To be fair, they have made valid observations of several crucial shortcomings in organizations today:
- It is not an organization’s creativity and technology that falls short, it is its management’s capability: leaders just aren’t trained to drive innovation.
- Organizations vest most of their innovation efforts in defining opportunity and not much in executing it. This is tied to the previous point.
- As companies mature, they disengage from innovation efforts, relying on profit from increasing operational efficiency.
These are problems that organizations have to overcome internally through rigorous self reflection which leads to creating projects that (re)build the organization’s fitness and skills. They can thus expand their core competencies and cultivate deep domain knowledge necessary to address the total challenge of innovation. Not do it through hired outside experts or mergers and acquisitions.
Hugely successful innovation initiatives in recent memory such as Toyota’s Lexus or Scion, or Apple’s iPod, iPhone, iPad or iCloud have been internal to their respective companies. Neither Toyota nor Apple were first to market with these products. Each took its time to develop domain knowledge; stretching itself through multiple learning cycles before introducing class redefining products.
The authors underestimate and trivialize the value of such continuous improvement programs even when their own studies at Nucor and Deere & Company demonstrate successful outcomes. In fact they dismiss their own observations of successful innovation initiatives at many companies in favor of “What If?” scenarios. Never mind whether these hypothetical initiatives were ones these companies might have pursued but didn’t for lack of capability.

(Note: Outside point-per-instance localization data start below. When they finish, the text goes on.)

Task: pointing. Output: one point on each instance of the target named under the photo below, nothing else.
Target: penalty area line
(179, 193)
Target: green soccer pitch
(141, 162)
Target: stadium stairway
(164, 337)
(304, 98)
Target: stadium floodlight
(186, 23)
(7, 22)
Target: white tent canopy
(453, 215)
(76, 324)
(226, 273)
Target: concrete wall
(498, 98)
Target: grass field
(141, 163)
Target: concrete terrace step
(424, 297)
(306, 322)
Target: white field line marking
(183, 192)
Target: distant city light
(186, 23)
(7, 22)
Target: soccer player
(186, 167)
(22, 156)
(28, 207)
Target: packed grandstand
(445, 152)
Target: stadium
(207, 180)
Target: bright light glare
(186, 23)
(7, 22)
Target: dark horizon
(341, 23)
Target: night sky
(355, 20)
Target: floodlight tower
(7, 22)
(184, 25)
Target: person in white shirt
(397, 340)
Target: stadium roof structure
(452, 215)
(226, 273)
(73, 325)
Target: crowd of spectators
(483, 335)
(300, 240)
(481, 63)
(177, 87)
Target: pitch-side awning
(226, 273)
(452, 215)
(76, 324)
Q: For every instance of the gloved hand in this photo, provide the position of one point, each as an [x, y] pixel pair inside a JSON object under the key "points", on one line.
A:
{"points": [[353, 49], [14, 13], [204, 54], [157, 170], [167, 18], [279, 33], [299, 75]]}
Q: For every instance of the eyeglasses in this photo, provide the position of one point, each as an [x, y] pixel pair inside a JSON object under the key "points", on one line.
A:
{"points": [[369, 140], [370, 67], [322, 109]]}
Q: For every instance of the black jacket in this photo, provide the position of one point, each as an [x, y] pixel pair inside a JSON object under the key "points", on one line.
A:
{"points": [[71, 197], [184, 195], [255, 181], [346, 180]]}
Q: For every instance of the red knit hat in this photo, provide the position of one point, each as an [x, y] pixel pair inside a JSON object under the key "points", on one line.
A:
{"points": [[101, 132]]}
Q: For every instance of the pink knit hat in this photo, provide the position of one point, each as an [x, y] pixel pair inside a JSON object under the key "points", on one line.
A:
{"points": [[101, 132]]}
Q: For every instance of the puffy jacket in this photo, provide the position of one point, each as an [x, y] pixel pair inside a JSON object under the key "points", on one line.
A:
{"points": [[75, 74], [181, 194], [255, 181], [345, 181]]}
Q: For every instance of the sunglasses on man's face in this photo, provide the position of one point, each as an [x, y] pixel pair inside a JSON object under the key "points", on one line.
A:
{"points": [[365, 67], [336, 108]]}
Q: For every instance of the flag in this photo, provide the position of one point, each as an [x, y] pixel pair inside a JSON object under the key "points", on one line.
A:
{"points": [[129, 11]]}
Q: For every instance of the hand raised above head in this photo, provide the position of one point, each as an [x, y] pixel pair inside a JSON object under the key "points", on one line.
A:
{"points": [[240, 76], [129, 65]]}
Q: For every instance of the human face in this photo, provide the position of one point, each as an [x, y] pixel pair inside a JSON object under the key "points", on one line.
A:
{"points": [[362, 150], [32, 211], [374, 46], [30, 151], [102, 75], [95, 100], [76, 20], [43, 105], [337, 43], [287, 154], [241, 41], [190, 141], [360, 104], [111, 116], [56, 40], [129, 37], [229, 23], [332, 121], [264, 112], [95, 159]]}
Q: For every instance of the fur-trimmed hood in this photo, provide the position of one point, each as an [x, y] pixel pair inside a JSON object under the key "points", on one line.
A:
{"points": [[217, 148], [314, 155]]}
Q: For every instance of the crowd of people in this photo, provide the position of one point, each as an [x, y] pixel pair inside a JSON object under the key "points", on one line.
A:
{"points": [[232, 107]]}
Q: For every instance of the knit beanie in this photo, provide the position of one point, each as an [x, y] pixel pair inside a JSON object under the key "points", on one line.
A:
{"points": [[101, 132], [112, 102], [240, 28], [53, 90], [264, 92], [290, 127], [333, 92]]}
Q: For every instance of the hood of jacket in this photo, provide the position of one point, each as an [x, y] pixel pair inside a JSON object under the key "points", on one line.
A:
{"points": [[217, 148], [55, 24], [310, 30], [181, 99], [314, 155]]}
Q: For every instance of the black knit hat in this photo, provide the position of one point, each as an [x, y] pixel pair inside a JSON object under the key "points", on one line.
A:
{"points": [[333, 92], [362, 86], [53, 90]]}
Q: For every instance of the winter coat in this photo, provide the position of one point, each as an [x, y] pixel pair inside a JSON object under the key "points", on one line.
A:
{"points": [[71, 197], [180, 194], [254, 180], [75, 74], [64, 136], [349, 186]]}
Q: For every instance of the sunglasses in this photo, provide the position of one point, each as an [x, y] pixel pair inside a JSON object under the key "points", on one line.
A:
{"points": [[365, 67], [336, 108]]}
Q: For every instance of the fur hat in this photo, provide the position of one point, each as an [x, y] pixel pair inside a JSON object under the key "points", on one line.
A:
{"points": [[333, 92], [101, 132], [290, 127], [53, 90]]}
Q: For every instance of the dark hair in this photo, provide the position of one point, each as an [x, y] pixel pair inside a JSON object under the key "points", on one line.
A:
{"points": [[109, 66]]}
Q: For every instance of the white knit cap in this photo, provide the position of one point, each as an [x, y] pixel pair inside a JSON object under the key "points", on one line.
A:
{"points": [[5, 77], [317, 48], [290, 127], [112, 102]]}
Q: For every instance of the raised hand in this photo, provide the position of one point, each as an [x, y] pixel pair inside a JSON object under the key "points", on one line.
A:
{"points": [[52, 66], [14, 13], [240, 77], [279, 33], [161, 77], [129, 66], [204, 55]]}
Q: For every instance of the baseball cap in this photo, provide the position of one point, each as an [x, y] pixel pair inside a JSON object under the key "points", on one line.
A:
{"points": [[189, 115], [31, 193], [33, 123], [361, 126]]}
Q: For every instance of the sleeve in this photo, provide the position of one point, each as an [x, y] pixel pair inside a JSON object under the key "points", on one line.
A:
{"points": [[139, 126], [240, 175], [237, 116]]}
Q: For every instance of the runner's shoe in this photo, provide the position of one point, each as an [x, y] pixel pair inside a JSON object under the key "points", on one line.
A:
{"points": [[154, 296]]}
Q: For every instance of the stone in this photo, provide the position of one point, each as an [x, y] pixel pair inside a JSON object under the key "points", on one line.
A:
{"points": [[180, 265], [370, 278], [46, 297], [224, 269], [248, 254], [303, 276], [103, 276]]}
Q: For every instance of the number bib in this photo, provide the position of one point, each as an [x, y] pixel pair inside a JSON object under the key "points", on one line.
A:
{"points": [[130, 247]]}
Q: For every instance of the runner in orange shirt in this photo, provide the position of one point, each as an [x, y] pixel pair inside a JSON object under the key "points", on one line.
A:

They never say so.
The one example the authors cite where a transformative innovation initiative was required: the New York Times. But, this was necessary as the landscape of the entire newspaper industry was unexpectedly and fundamentally changed by an unaccounted force: the internet. An extremely rare event that no book or expert can help to plan for.
In any case, given that the book’s fundamental premise is faulty, the structure built upon it is rickety at best. Don’t get me wrong, there are some good ideas, but they are either poorly communicated or poorly reasoned or both. The authors assume an unjustified authoritative tone that often patronize the reader on his/her complaint (constructed in the authors’ imagination). There is a smugness in the manner they criticize their partner companies’ approach to innovation. I wonder if any of them will have these researchers back to work with them again. And, they fail to properly attribute their learning cycle – Plan-Do-Study-Act – to its developers and advocates: Walter Shewhart and W Edward Deming.
My suggestion is you pass on reading this book. It teaches the wrong lessons. Learn the proper way to execute innovation initiatives by benchmarking the best in class. Two excellent reads are “The Toyota Way” & “The Elegant Solution”. Develop your organization’s management foundations and knowledge building efforts with “Out of the Crisis”. There is a tough climb ahead, but not an insurmountable one provided you start preparing for it now.